都心の不動産価格の高騰が続く中、引き金となった金融緩和政策が2024年についに終了し、それ以前から始まっていた長期金利の上昇に加え、変動金利も上昇しはじめています。しかし、日銀は政策金利の正常化に向けて慎重な姿勢を崩しておらず、現状としてはわずかな上昇局面にとどまっています。結果として、実需層にとっては借入コストが抑えられ、資産をレバレッジして不動産へ振り向けやすい環境が続いており、特に都心部では「金利が上がる前に買っておきたい」という心理が働き、購入需要を前倒しする動きも見られています。金利が上がらない安心感が、皮肉にも高値圏での取引を支える構造を生み出しているといえそうです。

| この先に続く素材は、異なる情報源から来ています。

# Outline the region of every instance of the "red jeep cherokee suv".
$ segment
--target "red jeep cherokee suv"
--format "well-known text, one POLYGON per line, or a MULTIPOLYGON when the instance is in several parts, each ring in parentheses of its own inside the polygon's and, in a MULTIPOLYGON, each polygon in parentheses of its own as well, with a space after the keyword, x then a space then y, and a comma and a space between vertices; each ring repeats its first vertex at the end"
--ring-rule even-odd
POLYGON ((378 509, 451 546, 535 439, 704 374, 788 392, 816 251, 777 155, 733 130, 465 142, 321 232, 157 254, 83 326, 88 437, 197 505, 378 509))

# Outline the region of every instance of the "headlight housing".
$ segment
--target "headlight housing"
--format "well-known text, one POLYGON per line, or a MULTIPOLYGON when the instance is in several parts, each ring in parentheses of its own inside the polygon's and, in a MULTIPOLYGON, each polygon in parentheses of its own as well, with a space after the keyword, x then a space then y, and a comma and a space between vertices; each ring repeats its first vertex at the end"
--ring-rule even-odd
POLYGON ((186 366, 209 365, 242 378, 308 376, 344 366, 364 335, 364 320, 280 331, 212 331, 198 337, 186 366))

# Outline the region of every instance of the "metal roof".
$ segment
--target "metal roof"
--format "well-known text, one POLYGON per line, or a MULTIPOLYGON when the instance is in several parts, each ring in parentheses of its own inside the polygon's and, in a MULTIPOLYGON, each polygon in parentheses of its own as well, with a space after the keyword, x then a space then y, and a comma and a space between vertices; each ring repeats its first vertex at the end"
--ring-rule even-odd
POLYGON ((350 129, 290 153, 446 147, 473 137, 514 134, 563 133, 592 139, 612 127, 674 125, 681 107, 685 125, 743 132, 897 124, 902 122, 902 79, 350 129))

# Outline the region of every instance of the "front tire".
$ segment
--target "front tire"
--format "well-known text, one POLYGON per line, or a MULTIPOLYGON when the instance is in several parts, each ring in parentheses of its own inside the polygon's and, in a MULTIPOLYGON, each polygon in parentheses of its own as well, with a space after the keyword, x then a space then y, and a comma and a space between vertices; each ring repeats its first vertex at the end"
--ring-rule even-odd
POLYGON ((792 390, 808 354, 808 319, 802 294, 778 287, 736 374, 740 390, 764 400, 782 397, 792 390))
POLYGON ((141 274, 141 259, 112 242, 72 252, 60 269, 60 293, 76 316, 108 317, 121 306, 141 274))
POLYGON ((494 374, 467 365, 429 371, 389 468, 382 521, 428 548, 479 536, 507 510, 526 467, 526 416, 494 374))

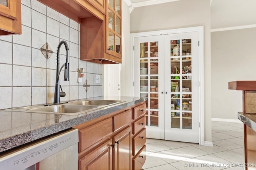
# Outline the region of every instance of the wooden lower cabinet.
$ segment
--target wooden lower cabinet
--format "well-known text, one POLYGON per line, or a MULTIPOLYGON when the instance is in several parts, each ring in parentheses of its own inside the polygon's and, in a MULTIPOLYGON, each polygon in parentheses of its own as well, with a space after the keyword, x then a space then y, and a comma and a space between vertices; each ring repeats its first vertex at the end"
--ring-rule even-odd
POLYGON ((112 170, 112 140, 100 145, 78 160, 80 170, 112 170))
POLYGON ((131 169, 131 131, 130 126, 113 138, 113 143, 115 144, 113 164, 115 170, 131 169))
POLYGON ((138 106, 143 109, 144 105, 143 102, 73 127, 79 131, 79 170, 140 170, 146 160, 146 116, 134 117, 134 111, 138 106))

日本の低金利環境は急激な円安を促し、都心マンション市場への海外マネー流入を後押ししています。低金利により国内での利回りは抑えられ、投資家はより高いリターンを求めて海外通貨建て資産や日本の不動産に注目します。一方、円安は輸出企業の収益を押し上げ、日経平均株価を高止まりさせることで、富裕層の投資余力も拡大し、結果として、外国人投資家が都心高額物件に資金を振り向けやすい状況が続き、円安・低金利という二つの条件が重なることで、都心の価格高騰を支える構造が生まれています。希少性の高い物件には国内外を問わず需要が集まり、供給量が限られている現在の市場の中で価格は下支えされやすい状況が続いています。

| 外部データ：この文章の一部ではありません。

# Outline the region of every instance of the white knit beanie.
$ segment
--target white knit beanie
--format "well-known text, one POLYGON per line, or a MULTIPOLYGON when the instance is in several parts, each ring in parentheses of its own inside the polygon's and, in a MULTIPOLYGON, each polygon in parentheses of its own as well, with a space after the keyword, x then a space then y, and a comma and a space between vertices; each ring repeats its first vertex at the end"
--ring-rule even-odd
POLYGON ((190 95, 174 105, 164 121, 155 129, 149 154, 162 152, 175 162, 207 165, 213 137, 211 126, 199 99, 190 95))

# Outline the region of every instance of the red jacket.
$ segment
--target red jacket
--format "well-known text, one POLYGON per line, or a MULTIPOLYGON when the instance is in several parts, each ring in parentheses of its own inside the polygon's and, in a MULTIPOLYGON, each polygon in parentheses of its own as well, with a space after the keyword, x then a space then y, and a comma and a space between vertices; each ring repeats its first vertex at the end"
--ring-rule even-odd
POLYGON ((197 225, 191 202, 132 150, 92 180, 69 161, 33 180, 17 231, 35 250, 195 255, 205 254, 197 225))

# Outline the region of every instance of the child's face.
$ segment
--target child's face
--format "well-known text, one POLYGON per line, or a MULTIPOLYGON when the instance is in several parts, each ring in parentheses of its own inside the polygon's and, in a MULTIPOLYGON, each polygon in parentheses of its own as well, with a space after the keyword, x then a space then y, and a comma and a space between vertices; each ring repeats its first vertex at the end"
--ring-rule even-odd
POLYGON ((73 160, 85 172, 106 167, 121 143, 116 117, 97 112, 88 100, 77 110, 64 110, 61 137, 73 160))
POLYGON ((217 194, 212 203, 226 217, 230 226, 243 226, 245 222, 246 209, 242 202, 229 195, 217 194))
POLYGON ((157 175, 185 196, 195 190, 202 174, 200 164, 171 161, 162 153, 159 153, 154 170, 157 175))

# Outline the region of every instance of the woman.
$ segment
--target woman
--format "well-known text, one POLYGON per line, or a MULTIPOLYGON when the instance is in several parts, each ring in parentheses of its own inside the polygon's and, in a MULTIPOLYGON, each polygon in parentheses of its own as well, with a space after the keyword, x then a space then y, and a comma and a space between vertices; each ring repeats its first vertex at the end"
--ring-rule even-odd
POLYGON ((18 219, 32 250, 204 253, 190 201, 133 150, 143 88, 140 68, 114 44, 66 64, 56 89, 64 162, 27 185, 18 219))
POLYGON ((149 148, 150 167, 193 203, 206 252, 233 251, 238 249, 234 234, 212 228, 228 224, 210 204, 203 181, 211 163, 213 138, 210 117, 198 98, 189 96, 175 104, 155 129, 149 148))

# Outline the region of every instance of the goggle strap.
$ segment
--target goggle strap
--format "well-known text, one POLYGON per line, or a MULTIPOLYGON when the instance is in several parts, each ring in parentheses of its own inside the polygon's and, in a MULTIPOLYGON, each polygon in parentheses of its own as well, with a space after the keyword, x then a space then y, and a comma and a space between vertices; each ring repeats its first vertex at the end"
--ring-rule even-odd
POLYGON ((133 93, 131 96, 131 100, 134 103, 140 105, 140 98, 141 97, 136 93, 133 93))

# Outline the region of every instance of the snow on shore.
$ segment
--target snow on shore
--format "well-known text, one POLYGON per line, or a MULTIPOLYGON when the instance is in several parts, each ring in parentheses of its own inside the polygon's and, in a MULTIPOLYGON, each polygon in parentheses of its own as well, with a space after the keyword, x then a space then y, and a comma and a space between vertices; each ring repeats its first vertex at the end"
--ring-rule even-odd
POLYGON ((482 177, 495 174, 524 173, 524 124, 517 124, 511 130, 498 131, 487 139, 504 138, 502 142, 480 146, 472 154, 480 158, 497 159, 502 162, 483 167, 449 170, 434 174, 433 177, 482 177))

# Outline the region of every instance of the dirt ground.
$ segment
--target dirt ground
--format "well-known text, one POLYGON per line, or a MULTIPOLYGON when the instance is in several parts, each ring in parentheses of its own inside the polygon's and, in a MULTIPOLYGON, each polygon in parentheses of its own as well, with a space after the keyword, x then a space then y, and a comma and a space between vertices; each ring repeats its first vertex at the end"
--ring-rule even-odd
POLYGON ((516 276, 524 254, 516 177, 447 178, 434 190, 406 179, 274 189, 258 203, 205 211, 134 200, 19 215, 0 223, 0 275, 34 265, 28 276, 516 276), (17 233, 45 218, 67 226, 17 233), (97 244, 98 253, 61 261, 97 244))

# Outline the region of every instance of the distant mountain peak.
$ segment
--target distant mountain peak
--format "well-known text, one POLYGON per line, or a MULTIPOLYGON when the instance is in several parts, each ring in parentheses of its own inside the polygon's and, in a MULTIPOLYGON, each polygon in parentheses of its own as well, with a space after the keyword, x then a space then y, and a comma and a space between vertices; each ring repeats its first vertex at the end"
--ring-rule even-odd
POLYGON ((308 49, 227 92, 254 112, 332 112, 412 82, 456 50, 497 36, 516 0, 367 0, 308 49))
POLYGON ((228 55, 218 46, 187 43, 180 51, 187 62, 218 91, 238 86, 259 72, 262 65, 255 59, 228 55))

近年、不動産価格を押し上げているとされる建築費の高騰も円安に端を発しています。円安が輸入資材の値段を押し上げ、国内の建設コスト全体にも影響し、デベロッパーは新規物件の供給を慎重に進めざるを得ない状況が続いています。供給が限られる一方、日経平均の高値維持や円安を背景に、国内外の投資家から都心マンションへの需要は依然として強く、建築コストの上昇による供給抑制と、投資需要の強さが重なることで、都心の希少性の高いマンションは価格を下支えされやすくなっています。高値が続く背景には、単なる建設コスト増ではなく、投資マネーの流入という別の力も作用しており、金利と円安と株価は相互に作用しながら都心の不動産市場を高止まりさせている要因となっています。

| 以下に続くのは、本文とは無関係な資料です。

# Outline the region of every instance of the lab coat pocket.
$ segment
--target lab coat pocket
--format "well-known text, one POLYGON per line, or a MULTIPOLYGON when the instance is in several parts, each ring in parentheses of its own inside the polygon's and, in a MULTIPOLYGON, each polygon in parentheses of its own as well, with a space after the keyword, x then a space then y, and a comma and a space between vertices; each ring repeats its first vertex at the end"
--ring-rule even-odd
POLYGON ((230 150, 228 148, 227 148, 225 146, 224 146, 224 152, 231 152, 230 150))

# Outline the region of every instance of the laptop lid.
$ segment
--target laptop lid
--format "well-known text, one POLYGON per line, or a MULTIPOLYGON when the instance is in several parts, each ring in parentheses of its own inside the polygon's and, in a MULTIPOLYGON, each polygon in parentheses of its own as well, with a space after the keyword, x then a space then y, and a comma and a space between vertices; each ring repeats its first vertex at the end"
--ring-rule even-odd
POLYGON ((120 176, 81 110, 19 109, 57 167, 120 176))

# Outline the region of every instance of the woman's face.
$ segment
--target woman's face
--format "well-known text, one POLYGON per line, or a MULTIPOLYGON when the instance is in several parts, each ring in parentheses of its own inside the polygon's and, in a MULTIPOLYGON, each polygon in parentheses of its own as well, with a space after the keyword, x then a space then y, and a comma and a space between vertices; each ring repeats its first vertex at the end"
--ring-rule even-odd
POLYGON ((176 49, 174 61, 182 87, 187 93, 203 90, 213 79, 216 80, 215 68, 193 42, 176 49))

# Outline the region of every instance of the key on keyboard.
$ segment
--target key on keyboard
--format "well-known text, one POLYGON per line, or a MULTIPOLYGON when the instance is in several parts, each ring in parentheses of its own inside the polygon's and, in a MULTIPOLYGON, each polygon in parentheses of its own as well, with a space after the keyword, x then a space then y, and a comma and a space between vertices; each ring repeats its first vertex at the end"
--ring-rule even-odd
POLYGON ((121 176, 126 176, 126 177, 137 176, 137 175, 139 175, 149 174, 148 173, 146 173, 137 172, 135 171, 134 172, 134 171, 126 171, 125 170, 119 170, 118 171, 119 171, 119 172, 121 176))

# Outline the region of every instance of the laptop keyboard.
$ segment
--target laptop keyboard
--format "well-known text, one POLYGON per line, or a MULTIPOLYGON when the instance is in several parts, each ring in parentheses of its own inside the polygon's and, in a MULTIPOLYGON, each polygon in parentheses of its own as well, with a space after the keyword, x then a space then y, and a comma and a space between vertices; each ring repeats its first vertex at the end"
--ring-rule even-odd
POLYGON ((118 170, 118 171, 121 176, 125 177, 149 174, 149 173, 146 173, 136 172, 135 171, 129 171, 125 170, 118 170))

現在の都心マンションの高騰は、低金利・円安・海外マネー流入・建築費高騰など、複数の要因が重なっています。2025年は国内の政治的動きも大きく、外国人投資家への規制強化が議論されており、今後の海外マネー流入に影響を与える可能性があります。当店への問合せ傾向でも、購入需要が減少しつつある一方、売却の相談が増加しています。こうした傾向が続けば在庫増加から価格下落に転じる可能性もあり、さらに金利上昇リスクを考慮すると「今が売りどき」といえるでしょう。市場は一つの要因で急変する可能性があり、現状の高値を活かすには、こうしたリスクを踏まえた“先手売り”が有効です。不動産の専門家に相談しながら、変化に強い戦略を立てることが重要です。